Analyse sentiment process
Dear all,
There are nuggets in our community and it is an excellent idea to share them !
I allow my self to inaugurate this new "ideas section" with a fictive and experimental sentiment analysis process :
Let me explain this process and the associated results :
1. Object :
The goal of this study is to perform a sentiment analysis of 40 tweets including the keyword « Iphone ».
2. Tools :
For this study, we will use « RapidMiner » 9.0 (Beta) and its extension « AYLIEN Text Analysis » 0.20.
3. RapidMiner's process :
The RapidMiner’s process execute the following actions :
- Recovery of tweets including the keyword « Iphone » using the Search Twitter operator.
- Analysis of the sentiment of each tweet using the Analyze Sentiment operator of the AYLIEN extension. This operator determine the sentiment polarity of each tweet according to its content (negative, neutral, positive).
- Creation of a words matrix using the Process Documents from Data. In this step, tweets are tokenized, stop-words are filtered, the words are filtered by lenght (we only retain words whose number of characters is greater than 4).
- Aggregation of the words according to their sentiment polarity using the Aggregate operator inside a Loop Attribute subprocess.
- Sort and filtering of the 5 top words for each sentiment polarity value (negative, neutral, positive) using Sort and Filter Example Range operators.
4. Results
4.1 Sentiment analysis
We can see that for the 40 tweets :
- 4 tweets are considered as « negative ».
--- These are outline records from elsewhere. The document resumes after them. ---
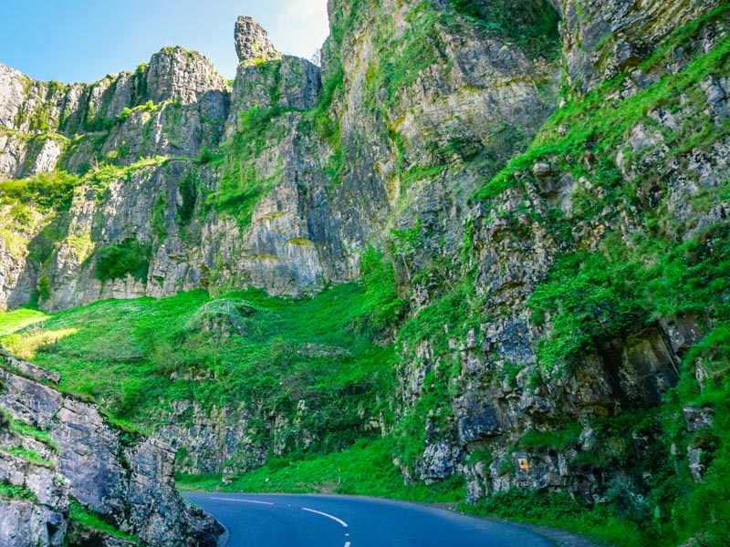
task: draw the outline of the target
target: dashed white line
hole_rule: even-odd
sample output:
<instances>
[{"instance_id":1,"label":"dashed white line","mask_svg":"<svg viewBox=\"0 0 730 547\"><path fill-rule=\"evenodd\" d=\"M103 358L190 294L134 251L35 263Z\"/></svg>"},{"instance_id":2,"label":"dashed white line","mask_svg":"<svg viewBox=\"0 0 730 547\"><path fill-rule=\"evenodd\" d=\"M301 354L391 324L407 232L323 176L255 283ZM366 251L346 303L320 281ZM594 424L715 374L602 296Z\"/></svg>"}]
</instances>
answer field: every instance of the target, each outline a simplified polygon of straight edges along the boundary
<instances>
[{"instance_id":1,"label":"dashed white line","mask_svg":"<svg viewBox=\"0 0 730 547\"><path fill-rule=\"evenodd\" d=\"M323 513L321 511L315 511L313 509L307 509L306 507L302 507L302 511L308 511L309 512L317 513L318 515L322 515L323 517L327 517L328 519L332 519L335 522L339 522L343 527L347 528L348 523L344 521L338 519L337 517L333 517L332 515L328 515L327 513Z\"/></svg>"},{"instance_id":2,"label":"dashed white line","mask_svg":"<svg viewBox=\"0 0 730 547\"><path fill-rule=\"evenodd\" d=\"M268 501L255 501L254 500L237 500L235 498L211 498L211 500L219 500L221 501L238 501L239 503L257 503L258 505L274 505Z\"/></svg>"}]
</instances>

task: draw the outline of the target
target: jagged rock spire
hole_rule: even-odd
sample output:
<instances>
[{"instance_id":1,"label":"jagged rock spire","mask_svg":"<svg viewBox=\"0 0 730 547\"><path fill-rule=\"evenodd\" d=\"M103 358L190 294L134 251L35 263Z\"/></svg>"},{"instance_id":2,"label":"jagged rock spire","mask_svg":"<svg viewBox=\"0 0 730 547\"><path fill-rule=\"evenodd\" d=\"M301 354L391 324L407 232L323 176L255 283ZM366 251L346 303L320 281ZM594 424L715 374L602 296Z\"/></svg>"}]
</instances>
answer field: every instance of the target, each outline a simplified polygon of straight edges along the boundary
<instances>
[{"instance_id":1,"label":"jagged rock spire","mask_svg":"<svg viewBox=\"0 0 730 547\"><path fill-rule=\"evenodd\" d=\"M264 27L251 17L241 15L235 22L235 53L242 63L254 59L280 59L281 54L268 39Z\"/></svg>"}]
</instances>

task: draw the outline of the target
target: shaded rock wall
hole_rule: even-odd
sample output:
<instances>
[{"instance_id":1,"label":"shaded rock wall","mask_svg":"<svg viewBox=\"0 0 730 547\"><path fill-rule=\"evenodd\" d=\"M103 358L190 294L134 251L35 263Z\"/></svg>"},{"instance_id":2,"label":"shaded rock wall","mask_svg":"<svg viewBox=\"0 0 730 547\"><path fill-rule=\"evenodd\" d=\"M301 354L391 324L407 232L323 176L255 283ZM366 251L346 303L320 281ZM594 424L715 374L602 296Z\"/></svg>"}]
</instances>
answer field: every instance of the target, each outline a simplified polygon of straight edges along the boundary
<instances>
[{"instance_id":1,"label":"shaded rock wall","mask_svg":"<svg viewBox=\"0 0 730 547\"><path fill-rule=\"evenodd\" d=\"M219 525L174 489L168 445L113 427L96 405L14 372L38 372L33 366L3 359L0 444L8 451L0 451L0 481L18 489L18 499L0 501L3 545L62 544L71 499L145 545L217 544ZM81 533L118 543L106 532Z\"/></svg>"}]
</instances>

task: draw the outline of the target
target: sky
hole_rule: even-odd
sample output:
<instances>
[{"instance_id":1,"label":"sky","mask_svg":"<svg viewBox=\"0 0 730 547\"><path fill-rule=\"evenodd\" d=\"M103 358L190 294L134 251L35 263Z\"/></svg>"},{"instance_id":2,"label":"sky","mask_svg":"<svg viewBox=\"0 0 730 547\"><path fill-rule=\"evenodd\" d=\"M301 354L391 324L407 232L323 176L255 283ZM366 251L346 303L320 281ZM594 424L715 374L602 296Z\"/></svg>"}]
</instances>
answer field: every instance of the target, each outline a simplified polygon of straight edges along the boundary
<instances>
[{"instance_id":1,"label":"sky","mask_svg":"<svg viewBox=\"0 0 730 547\"><path fill-rule=\"evenodd\" d=\"M238 15L306 58L328 34L327 0L0 0L0 62L34 79L94 82L182 46L233 78Z\"/></svg>"}]
</instances>

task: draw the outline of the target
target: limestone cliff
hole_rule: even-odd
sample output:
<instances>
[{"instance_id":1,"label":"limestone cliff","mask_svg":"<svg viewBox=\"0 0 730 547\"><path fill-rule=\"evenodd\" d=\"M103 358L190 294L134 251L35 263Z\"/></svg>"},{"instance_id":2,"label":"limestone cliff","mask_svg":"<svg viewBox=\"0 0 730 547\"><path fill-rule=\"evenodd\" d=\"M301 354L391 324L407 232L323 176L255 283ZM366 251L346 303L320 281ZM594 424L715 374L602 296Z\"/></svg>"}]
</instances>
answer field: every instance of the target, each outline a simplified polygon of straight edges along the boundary
<instances>
[{"instance_id":1,"label":"limestone cliff","mask_svg":"<svg viewBox=\"0 0 730 547\"><path fill-rule=\"evenodd\" d=\"M495 170L550 113L558 71L423 5L363 5L376 26L333 14L335 27L345 16L356 26L330 39L324 93L318 67L279 55L246 18L236 24L243 62L232 91L181 48L92 85L4 67L4 176L82 176L67 211L42 212L32 226L9 215L3 242L16 252L0 268L2 301L39 296L59 310L247 284L297 294L355 278L369 242L381 245L412 212L443 223L433 237L455 249L477 182L465 170L455 190L441 168L479 157ZM398 46L409 26L418 45ZM404 46L424 48L424 70L385 85L388 71L410 70L412 59L390 57ZM104 250L128 244L143 250L146 271L99 275Z\"/></svg>"},{"instance_id":2,"label":"limestone cliff","mask_svg":"<svg viewBox=\"0 0 730 547\"><path fill-rule=\"evenodd\" d=\"M394 417L361 419L396 439L408 480L463 476L470 501L567 492L666 530L680 510L656 485L691 490L722 455L727 6L330 0L329 15L321 69L239 19L232 89L180 49L90 86L3 68L5 178L78 177L3 187L2 302L297 295L358 279L373 247L407 305L383 334ZM198 403L145 417L186 470L287 449L251 424L276 437L291 416Z\"/></svg>"},{"instance_id":3,"label":"limestone cliff","mask_svg":"<svg viewBox=\"0 0 730 547\"><path fill-rule=\"evenodd\" d=\"M4 546L217 544L220 526L174 490L169 446L62 395L48 386L57 375L2 358Z\"/></svg>"}]
</instances>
- 28 tweets are considered as « neutral ».
- 8 tweets are considered as « positive ».
If we add the neutral and positive tweets, we can consider that 90 % of the tweets express an « overall positive » opinion of the Iphone.
4.2 Top words :
We sorted and filtered the 5 top words for each sentiment polarity value :
We can see that the words « Apple » and « Iphone » are in the 5 top words of the neutral and positive exprimed tweets.
5. Conclusions
After performing the sentiment analysis and the study of the 5 top words of each sentiment, we can conclude that the Tweeter members have an « overall positive » sentiment of the brand "Apple" and its flagship product the « Iphone ».
However we saw that in the most frequent words in the negative tweets are « word », « auto », « correctly », « corrects ». We can interpret that the Iphone’s users are not totally satisfied of the auto-correction tool of the Apple’s smartphone.
So we recommend to Apple to work on the improvement of this tool and to update the firmware of the Iphone.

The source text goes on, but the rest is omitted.